European delegations have also expressly rejected protectionism.
Schaeuble, whose country holds the rotating presidency of the G20 this year, has even floated the possibility in an interview with Reuters that the issue of trade might be left out of the communique altogether to avoid a clash.
But other G20 countries said they wanted the statement to deal with trade.
NO DEVALUATIONS, EXCESS FX VOLATILITY HARMFUL
The latest G20 draft communique, which may still change and is to be published only on Saturday, reinstated the phrases used in past years in communiques on foreign exchange markets that were absent from the earliest version.
"We reiterate that excess volatility and disorderly movements in exchange rates can have adverse implications for economic and financial stability," the draft said.

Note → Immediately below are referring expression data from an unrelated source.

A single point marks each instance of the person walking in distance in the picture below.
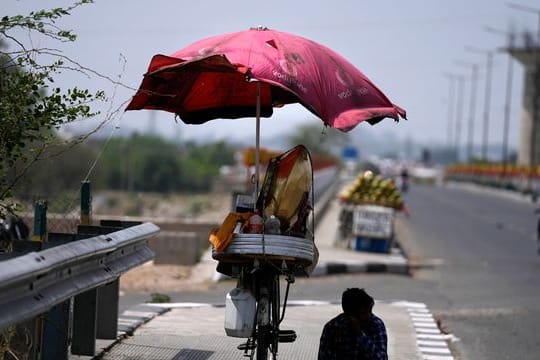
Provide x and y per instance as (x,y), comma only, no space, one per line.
(356,333)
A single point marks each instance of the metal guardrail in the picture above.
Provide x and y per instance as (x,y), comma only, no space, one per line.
(32,284)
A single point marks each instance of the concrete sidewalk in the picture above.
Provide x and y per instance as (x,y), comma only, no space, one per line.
(195,331)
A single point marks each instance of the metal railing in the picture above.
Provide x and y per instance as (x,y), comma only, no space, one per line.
(88,271)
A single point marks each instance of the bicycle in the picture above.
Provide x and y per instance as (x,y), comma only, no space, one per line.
(259,276)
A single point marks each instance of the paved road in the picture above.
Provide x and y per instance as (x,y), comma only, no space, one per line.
(486,274)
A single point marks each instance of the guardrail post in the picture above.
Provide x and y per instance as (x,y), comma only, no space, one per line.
(107,324)
(84,323)
(40,221)
(86,203)
(55,339)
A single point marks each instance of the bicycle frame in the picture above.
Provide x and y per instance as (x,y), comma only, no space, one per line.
(263,279)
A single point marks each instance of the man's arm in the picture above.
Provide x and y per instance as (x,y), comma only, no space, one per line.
(326,345)
(374,346)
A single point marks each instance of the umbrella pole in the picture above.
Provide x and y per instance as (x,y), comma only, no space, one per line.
(257,142)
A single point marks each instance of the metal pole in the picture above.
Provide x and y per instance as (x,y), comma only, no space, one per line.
(451,79)
(487,99)
(459,113)
(257,143)
(509,76)
(86,203)
(472,110)
(40,221)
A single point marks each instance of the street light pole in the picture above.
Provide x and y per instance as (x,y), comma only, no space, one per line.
(487,98)
(451,90)
(472,107)
(459,114)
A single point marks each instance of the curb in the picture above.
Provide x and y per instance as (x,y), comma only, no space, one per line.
(333,268)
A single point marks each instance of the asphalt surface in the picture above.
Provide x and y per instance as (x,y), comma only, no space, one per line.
(484,269)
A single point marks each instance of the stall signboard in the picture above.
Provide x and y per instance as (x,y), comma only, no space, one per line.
(373,221)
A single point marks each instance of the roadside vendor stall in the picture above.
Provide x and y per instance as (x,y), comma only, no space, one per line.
(369,204)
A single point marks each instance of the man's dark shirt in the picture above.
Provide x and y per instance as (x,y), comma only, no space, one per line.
(338,340)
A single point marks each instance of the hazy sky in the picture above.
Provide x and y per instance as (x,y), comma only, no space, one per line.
(403,46)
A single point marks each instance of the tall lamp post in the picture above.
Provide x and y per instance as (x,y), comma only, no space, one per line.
(487,97)
(472,107)
(451,90)
(509,75)
(459,113)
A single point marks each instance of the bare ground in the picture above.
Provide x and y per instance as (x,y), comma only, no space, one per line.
(151,278)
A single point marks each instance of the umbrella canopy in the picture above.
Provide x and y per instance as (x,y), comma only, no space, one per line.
(248,73)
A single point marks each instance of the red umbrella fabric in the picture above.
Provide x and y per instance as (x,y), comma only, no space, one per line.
(217,78)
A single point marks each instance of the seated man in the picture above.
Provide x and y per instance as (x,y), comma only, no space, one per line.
(355,334)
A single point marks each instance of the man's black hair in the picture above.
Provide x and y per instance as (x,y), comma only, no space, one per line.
(354,299)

"We will consult closely on exchange markets. We reaffirm our previous exchange rate commitments including that we will refrain from competitive devaluations and we will not target exchange rates for competitive purposes," it said.
It also said that monetary policy will keep supporting growth and price stability but cannot alone lead to balanced economic growth, repeating the G20 stance from last year.

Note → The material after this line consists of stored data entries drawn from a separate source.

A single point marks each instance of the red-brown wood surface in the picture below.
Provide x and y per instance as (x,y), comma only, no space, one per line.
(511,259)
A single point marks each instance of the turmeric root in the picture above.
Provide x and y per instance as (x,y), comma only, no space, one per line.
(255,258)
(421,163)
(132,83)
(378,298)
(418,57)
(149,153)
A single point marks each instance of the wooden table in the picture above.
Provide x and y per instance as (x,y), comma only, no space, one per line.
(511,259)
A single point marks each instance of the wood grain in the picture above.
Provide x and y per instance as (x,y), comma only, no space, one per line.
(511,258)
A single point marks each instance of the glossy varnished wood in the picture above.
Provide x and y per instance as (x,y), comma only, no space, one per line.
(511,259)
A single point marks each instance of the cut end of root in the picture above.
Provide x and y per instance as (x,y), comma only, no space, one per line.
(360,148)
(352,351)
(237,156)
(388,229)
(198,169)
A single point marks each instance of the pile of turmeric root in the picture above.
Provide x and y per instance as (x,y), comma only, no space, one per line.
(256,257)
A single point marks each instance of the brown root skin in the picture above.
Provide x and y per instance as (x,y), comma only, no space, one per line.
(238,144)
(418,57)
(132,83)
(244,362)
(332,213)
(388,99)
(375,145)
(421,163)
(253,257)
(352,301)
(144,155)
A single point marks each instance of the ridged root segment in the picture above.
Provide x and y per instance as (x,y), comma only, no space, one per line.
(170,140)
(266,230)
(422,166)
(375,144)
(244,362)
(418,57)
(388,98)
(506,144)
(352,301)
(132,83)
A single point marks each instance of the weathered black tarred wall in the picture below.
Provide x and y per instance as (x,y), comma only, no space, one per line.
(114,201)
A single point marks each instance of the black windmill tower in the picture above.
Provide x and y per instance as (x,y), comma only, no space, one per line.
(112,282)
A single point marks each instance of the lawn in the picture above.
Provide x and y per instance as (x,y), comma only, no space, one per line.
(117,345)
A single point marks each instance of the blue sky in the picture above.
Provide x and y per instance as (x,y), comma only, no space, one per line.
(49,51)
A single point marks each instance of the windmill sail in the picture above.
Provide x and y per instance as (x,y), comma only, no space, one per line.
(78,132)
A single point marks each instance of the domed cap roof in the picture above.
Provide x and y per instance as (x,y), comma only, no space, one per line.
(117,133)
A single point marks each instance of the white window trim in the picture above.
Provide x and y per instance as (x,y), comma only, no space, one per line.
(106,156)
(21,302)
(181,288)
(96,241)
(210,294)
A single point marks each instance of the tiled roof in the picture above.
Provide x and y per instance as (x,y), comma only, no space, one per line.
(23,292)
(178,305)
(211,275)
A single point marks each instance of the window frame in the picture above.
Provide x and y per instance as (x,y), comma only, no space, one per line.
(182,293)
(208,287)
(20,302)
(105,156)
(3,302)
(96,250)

European delegations will also argue against Trump's plans to roll back U.S. legislation, called the Dodd-Frank Act, introduced to prevent a financial crisis like that one in 2008.
"These financial regulations are of fundamental importance," French Finance Minister Michel Sapin told a French daily in an interview to be published on Saturday.

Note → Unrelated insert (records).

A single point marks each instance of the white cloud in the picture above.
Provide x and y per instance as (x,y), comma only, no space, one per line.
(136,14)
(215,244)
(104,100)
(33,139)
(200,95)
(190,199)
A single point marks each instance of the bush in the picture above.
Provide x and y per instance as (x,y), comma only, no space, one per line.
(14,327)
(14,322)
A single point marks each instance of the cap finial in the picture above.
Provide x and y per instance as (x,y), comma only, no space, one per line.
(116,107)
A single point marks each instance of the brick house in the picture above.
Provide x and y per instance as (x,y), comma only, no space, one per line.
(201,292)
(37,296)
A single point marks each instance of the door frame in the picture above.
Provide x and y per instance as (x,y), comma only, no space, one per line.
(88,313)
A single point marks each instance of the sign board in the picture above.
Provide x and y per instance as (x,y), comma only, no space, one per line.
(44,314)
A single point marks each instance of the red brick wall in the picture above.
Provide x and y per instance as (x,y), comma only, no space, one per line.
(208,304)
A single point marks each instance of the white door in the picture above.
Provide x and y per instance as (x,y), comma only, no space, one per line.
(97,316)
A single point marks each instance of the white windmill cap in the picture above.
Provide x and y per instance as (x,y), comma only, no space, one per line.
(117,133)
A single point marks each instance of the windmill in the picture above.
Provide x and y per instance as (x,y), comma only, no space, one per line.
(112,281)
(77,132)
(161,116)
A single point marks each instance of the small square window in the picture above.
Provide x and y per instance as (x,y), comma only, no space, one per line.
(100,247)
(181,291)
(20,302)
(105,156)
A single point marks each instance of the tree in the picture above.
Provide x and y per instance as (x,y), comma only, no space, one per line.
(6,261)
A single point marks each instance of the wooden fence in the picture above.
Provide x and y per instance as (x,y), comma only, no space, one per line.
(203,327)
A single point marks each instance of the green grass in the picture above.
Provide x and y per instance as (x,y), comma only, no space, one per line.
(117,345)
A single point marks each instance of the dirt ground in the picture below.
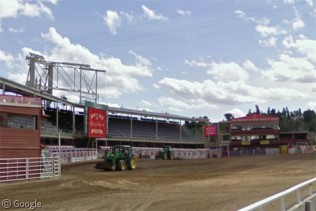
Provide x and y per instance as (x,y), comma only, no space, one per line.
(213,184)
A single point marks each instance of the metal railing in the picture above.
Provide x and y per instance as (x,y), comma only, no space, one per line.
(260,205)
(9,99)
(15,169)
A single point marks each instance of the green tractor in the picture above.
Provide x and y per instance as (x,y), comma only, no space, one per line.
(120,157)
(165,154)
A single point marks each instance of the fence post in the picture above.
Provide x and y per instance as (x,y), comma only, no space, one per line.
(282,203)
(298,196)
(26,168)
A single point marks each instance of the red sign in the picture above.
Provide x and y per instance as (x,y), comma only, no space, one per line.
(96,123)
(210,130)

"Those who say that the situation now is much better and that one can therefore return to the arrangements of the past - which is sometimes advocated on the other side of the Atlantic - must be very careful," he said.
"The world is not immune to a new financial crisis, especially since everything has not been regulated, notably the famous shadow banking," he said.
But asked if he is afraid that the United States might roll back financial market regulation, Germany's Schaeuble said: "This concern is not big."